The ongoing dispute over sales tax money the City of Bloomington and Town of Normal are sharing with McLean County government has additional layers of tension and uncertainty.

A great deal of the public focus so far has been on the unspent mental health money in the Mental Health and Public Safety fund. Another approved use of money from the decade-old agreement is to replace an aging electronic record management system that integrates information for the courts, law enforcement, and other stakeholders. There has been a lot of unhappiness about that project too.

The aging suite of programs called the county's Electronic Justice System, or EJS, has tied together 14 McLean County police agencies, prosecutors, court services, circuit clerk, juvenile probation, and the coroner’s office with a common set of records and access. It also uses software that’s no longer supported and contains security vulnerabilities.

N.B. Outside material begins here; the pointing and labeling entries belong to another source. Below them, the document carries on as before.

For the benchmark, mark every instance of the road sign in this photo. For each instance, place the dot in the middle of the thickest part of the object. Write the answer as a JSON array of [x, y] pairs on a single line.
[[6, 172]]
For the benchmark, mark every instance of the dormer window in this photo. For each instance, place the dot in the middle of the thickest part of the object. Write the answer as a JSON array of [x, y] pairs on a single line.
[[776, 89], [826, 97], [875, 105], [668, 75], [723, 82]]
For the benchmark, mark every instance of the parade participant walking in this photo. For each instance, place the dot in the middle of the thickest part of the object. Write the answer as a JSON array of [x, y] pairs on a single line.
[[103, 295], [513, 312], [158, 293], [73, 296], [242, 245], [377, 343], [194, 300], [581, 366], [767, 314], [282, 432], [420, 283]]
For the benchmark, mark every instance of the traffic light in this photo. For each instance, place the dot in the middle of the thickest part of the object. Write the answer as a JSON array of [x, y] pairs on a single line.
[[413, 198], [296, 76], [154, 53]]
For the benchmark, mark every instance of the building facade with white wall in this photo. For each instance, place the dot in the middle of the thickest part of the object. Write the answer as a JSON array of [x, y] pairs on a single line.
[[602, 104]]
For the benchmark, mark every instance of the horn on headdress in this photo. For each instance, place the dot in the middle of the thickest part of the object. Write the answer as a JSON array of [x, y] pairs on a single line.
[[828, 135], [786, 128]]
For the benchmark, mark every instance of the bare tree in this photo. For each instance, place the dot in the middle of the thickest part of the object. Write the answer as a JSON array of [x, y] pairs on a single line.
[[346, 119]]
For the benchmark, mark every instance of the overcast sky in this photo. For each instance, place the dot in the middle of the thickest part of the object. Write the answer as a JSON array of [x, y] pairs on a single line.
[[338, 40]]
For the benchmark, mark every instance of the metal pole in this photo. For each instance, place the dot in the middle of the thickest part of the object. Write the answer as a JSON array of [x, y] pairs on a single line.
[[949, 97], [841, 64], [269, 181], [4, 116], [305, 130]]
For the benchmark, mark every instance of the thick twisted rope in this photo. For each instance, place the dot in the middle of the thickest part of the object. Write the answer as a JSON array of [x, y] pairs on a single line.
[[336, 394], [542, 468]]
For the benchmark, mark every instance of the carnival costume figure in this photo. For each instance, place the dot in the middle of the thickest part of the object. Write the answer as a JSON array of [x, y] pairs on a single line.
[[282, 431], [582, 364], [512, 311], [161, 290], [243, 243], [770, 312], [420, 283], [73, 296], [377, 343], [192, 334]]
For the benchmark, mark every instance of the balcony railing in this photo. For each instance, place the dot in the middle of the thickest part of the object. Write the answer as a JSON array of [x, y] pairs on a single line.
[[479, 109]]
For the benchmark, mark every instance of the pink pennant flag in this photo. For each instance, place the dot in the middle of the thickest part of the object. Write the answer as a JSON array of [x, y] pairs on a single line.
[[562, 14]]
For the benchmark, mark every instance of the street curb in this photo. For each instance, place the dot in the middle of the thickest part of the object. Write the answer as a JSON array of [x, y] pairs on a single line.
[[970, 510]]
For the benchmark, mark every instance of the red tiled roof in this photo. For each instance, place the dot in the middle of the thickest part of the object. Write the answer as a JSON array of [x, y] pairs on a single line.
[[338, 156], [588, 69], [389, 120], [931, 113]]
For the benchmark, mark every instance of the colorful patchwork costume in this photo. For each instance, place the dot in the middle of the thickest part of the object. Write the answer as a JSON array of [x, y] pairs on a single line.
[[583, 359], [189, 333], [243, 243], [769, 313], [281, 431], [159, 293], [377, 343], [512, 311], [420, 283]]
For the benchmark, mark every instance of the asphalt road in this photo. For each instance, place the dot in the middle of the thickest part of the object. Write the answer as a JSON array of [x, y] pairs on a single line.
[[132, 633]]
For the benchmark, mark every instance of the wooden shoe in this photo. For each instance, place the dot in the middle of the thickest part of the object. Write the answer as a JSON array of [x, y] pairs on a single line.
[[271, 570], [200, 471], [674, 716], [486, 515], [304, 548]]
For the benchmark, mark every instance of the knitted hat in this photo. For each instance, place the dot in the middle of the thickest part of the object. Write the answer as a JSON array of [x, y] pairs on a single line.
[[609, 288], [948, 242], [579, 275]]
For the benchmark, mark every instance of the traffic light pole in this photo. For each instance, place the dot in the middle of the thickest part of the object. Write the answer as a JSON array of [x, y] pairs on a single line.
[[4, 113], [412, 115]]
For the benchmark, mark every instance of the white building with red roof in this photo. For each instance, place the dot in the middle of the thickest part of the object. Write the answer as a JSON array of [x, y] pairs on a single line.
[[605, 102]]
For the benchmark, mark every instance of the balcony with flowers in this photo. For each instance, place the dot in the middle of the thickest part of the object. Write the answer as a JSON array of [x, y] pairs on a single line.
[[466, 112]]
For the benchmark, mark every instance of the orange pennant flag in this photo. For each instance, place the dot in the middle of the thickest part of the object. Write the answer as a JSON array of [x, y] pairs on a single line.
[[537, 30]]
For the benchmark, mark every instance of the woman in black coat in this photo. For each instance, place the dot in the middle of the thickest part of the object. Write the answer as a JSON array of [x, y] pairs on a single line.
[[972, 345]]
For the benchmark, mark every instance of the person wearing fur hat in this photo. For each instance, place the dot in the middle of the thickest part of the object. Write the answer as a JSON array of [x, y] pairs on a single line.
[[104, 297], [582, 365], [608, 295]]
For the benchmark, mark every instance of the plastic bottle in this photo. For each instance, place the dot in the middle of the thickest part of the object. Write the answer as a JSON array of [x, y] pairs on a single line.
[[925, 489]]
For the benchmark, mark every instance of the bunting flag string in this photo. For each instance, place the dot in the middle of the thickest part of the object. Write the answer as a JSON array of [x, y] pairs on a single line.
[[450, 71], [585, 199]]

The process to replace it started a few years after the parties signed the sales tax sharing agreement. All stakeholders acknowledge it hasn't gone well.

“This was years in the making. And a year longer than it probably should have been,” said McLean County Sheriff Matt Lane.

Caliber

Lane said 18-24 months is the industry standard to a new system up and going. This took five years. Some of that delay was from the pandemic. Some of that was the challenge of getting many stakeholders together and coordinating deliberations. Lane said some of the delay is on the county.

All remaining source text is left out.